The first known battle for which there is a reliable written record took place today in 1457 BCE. Egypt, under King Thutmose III, defeated the Caananites under the King of Kadesh in the Battle of Tel Megiddo. The site name may be familiar to many Christians, because it is read by some who interpret the book of Revelations as the site of the final battle between Christ and the kings of the earth, making bookends of the first and last recorded battles between men.
Megiddo sits on a rounded mountaintop in the northern reaches of Israel along a historic trade route through the Levant region. A smaller mountaintop settlement also fell today in an area south of Megiddo. Masada was a Jewish fortress built by Herod the Great around the time of Jesus’ death. It was one of the last holdouts against Roman troops in the first Jewish-Roman war. Before it was taken, over 900 Jews took their own lives, rather than surrender.
Seventy-four American soldiers lost their lives on this day in 1968, now fifty years ago, at the peak of the Vietnam War. A soldier who bore my name died some time earlier on May 17, 1966 after not quite nine months of service there. He was twenty-two.

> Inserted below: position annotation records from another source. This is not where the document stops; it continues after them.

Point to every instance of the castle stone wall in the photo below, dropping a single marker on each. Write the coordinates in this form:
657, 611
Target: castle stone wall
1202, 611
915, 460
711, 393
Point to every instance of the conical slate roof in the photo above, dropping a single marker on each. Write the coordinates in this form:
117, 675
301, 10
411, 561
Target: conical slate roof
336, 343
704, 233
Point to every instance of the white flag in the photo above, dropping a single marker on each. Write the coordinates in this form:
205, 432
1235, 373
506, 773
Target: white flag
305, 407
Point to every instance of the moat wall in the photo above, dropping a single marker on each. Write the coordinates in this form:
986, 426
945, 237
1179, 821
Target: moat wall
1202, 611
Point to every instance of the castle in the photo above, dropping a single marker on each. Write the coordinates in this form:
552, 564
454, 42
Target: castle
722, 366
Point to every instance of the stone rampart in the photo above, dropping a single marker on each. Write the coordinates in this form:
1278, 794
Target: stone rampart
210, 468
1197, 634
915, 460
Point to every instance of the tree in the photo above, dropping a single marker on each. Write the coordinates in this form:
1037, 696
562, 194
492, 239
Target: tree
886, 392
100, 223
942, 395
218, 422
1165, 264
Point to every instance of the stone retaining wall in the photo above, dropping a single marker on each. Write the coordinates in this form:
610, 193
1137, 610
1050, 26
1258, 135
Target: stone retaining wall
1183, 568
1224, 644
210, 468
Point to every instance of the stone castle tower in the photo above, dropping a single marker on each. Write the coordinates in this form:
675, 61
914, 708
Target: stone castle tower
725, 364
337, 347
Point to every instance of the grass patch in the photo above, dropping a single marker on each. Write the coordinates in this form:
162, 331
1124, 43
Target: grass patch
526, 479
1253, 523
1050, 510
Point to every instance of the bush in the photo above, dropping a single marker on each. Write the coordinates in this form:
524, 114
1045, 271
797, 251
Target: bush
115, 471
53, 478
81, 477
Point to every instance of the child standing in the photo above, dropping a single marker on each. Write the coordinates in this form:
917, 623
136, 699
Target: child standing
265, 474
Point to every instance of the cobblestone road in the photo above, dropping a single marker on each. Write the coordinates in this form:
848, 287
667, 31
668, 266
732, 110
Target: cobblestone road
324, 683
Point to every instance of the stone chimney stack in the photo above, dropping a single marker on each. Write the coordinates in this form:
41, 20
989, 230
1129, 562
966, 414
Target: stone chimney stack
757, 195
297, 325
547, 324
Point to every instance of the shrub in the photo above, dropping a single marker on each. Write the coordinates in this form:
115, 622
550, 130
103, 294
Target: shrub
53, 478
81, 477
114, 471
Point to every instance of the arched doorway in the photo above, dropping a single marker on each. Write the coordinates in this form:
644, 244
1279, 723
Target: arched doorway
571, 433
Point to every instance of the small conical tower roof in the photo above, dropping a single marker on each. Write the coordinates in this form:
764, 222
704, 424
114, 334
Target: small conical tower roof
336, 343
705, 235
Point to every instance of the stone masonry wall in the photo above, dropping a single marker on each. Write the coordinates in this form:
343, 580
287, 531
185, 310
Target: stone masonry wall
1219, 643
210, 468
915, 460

I am not so naive as to believe there is no just war. There is evil to be resolved among nations, just as there is between persons; and force, or the threat of force, is sometimes necessary. Only yet I wonder, in retrospect, about some of our recent conflicts. We seem to give our wars ironic names: The Civil War, The War to End All Wars, The Great War, The Cold War, and war against WMDs. Some were warranted and worth; others, I have my doubts.
Modern historians note that we have experienced fewer armed conflicts, at least in number of deaths, during my lifetime. Some attribute this fact to the fearsome presence of nuclear weapons. Another irony, perhaps.
Albert Einstein is reported to have written these words to Harry Truman,”I do not know with what weapons World War III will be fought, but World War IV will be fought with sticks and stones”. My uncle fought on Iwo Jima in hand-to-hand combat. He came face-to-face with an enemy soldier who was hiding in a cave. My uncle survived. He remained a tough soldier long after he left the service, but to this day, he still cries when asked to tell his story of war.
I have never fought in a war, other than those of words, and have less right to judge than others, but the presence or risk of war is never far away for us all. Thinking on such things some time ago, I wrote these lines, which came back to me today:
Once upon this morning,
The sun no longer rose.
It was dark all day,
And everyone slept
Peacefully through
What would have been
Just another day,
Only the end of the world
Had come and gone
And with it, war, disease,
Hunger and hatred.
Perhaps the Four Horsemen
Could no longer find their way.
Instead, we held each other close
And started counting over,
This time in days without fear.
Those are far from the last words on a woeful topic, but they offer a measure of hope, and that we must all have and share if we someday prove Einstein’s theory wrong.